Achieving and maintaining good health can look a bit different for everyone, including health care providers. In this series, we spotlight a Polyclinic providers approach to their physical and mental health.

A Q & A with Dr. Jim Hsu, an orthopedic surgeon with a special interest in sports medicine at The Polyclinic

What are your go-to healthy foods?

“As a long-distance runner, I try to eat in ways that help me feel and perform better quickly. Simple foods like whole fruit to replenish the carbohydrate fuel I have expended, and yogurt for the proteins to help my muscles and tendons recover. I trust these simple items more than ‘recovery formulas’ widely touted in sports nutrition circles. I try to take in the food shortly after the exercise because the body benefits from rapid replenishment after a hard workout.”

What are your splurge foods?

“In Seattle, there are those times when you simply have to pull into a Dick’s Drive-In and have a DeLuxe cheeseburger, fries, and a shake. After I cross the finish line of a race that I’ve been training for for months, I allow myself a day of splurging. Sometimes it’s pizza, more burgers, fried chicken, or, all of the above—especially if it’s a big race like a marathon and I just burned close to 2,500 calories!”

What are some of your favorite ways to move (and how often)?

“I run just about every day. Once I got over the ‘running is boring’ and ‘running is tough’ barriers, I have found it to be an immensely rewarding pursuit, for my physical and mental health.

Some days it’s just a short 30-minute run if I am in a hurry. On most weekends, I take advantage of the extra time and run far, often for more than two hours at a time, seeing the city up close and literally at the ground level.

Running also has a built-in endless list of goals: particular races to run, new distances to train for, and new personal-best results to chase after. For me, having that tangible goal is important. I find it far more motivating to work toward that target than to work out in the abstract (i.e. Stairmaster for 45 minutes, three days a week).”

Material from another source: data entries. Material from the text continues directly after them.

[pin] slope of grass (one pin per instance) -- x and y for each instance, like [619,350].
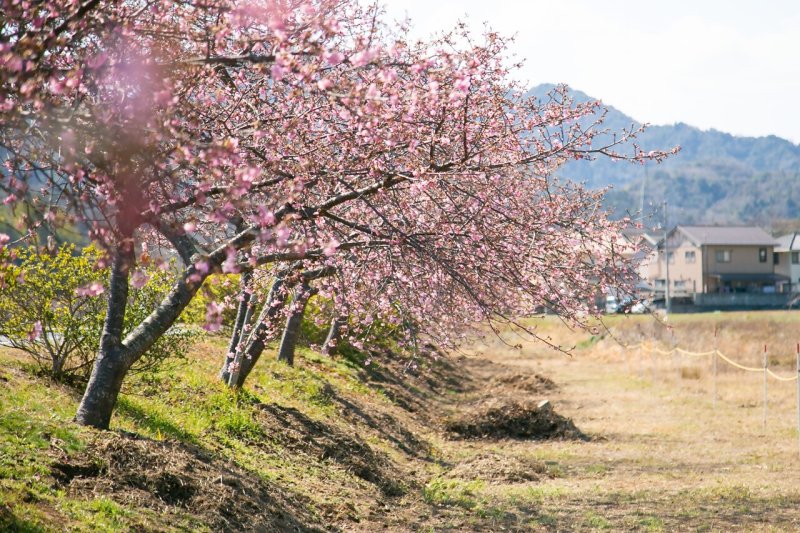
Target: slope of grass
[315,439]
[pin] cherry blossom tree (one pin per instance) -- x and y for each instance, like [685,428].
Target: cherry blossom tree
[295,135]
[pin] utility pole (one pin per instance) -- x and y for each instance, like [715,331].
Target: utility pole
[667,303]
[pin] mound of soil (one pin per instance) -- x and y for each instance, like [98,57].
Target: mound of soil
[175,478]
[514,420]
[496,468]
[531,383]
[327,442]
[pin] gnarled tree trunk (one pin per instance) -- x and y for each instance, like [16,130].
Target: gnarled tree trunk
[240,363]
[292,330]
[111,364]
[331,345]
[116,356]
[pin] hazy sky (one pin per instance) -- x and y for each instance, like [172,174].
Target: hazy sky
[730,65]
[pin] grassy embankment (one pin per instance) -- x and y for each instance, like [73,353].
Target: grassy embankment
[332,445]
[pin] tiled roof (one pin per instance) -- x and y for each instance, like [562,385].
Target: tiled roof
[788,242]
[728,235]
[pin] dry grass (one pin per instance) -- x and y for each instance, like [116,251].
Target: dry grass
[665,455]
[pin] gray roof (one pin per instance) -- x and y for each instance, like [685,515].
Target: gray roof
[787,243]
[727,235]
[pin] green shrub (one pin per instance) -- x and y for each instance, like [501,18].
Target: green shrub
[46,312]
[220,288]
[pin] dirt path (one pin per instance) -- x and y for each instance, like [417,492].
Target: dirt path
[661,457]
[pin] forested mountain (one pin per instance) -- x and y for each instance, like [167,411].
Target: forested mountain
[715,178]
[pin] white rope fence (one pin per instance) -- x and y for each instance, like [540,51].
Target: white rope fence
[677,352]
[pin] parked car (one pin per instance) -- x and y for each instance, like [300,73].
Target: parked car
[612,305]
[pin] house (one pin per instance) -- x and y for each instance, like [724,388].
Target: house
[713,259]
[786,259]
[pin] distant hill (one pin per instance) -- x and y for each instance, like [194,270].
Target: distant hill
[715,178]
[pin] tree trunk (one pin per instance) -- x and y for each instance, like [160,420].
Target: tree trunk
[242,314]
[292,330]
[110,367]
[116,356]
[331,345]
[246,357]
[103,389]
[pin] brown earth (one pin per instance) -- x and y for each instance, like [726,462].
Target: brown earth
[463,446]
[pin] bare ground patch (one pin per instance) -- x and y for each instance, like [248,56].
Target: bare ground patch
[171,477]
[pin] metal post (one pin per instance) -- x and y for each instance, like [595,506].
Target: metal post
[714,369]
[667,303]
[624,350]
[641,359]
[766,365]
[653,361]
[798,396]
[676,358]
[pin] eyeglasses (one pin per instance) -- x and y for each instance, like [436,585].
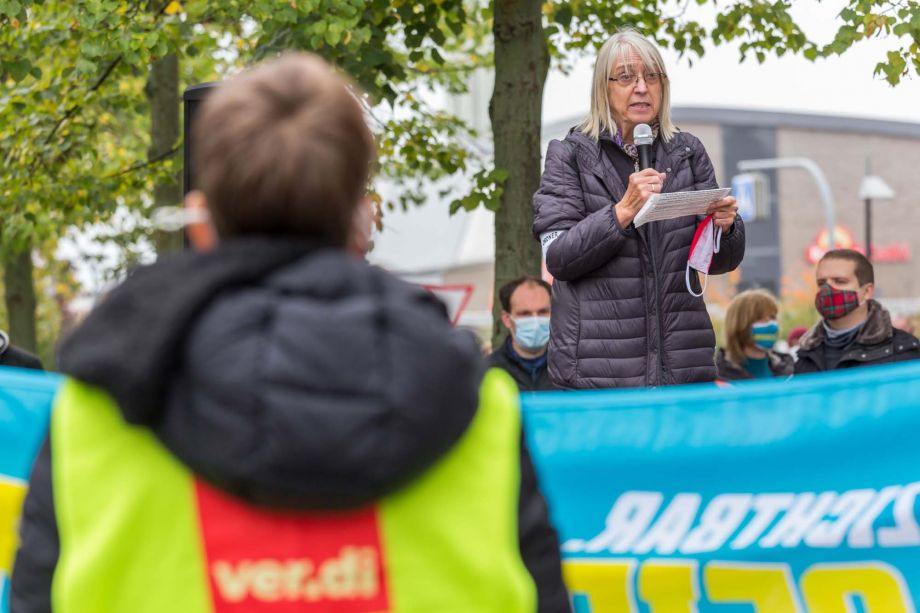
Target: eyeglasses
[650,78]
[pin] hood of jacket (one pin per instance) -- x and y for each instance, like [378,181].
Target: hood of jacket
[287,374]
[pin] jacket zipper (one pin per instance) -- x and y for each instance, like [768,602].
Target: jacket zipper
[651,253]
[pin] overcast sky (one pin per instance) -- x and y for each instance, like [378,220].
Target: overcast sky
[841,85]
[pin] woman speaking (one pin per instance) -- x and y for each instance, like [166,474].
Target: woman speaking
[626,313]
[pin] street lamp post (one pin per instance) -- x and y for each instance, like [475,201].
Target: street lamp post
[873,187]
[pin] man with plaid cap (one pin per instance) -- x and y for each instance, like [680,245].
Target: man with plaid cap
[854,330]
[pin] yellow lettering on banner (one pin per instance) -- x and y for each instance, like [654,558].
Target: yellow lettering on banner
[606,585]
[828,588]
[669,587]
[11,496]
[768,587]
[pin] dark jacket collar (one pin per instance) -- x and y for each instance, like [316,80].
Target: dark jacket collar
[590,155]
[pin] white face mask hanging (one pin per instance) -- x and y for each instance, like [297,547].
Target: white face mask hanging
[705,244]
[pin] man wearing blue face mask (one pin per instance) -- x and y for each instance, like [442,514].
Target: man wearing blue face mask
[525,313]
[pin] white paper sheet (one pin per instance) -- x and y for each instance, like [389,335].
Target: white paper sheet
[678,204]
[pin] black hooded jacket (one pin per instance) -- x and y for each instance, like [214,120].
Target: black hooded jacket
[288,375]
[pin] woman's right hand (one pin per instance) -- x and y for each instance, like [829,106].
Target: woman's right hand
[642,185]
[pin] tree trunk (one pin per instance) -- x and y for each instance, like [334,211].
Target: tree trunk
[20,299]
[521,64]
[162,91]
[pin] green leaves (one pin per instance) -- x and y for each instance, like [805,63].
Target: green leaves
[489,187]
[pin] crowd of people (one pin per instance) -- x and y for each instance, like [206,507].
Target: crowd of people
[269,382]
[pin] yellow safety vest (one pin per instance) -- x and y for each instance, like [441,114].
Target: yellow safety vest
[140,533]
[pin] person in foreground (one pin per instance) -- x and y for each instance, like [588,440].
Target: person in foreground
[623,311]
[854,329]
[750,332]
[525,314]
[277,424]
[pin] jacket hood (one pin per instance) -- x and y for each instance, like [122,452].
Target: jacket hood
[287,374]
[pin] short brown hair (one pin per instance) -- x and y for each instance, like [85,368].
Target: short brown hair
[283,148]
[864,271]
[746,309]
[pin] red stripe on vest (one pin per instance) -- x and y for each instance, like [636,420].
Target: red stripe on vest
[279,561]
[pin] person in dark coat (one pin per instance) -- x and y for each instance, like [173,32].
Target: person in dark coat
[271,361]
[10,355]
[525,314]
[854,330]
[750,332]
[623,312]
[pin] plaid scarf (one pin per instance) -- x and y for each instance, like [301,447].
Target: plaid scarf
[834,303]
[630,148]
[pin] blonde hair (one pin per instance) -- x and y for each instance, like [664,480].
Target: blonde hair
[618,48]
[746,309]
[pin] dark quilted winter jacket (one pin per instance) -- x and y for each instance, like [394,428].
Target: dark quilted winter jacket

What is some favorite healthful advice you received and why?

“Be patient. Don’t try to ramp up your exercise regimen too quickly. Build in some down weeks so that your body can recover and move forward again.”

What is some healthful advice you give to your patients and why?

“See above!”

What did you learn in your medical training that inspires or reminds you to take care of your health?

“In looking back at my medical school and residency training years, I realize how easy it is to exercise less and less, and pretty soon it’s easy to not exercise at all. Yes, I can be busy, and often exhausted, making exercise easy to ignore. Knowing this, I find an extra incentive to stay consistent with my activities so I don’t have to start from scratch again."

What are some of your favorite ways to practice self-care?

“I try to keep up with all the facets that make me who I am, of which one’s work/profession is an important part but not the entirety. No matter what one’s profession and work situation is, there will always be challenges and difficult moments, and often out of your control. For mental health sake, it is best to not let the work define your entire being!

I connect to music. I am lucky that my wife is a musician in the Seattle Symphony; we actually met as violin students at college. Through her profession, I am able to stay in touch with that part of my life, by attending Seattle Symphony concerts and listening to and talking about music with her and her colleagues.

I am curious about the visual arts, music, film, and literature. I also was fortunate in my childhood and youth to have spent time with other peers in the arts, so I still have a curiosity for these subjects. I make a point to seek out art museums and exhibits and concerts when I am traveling.”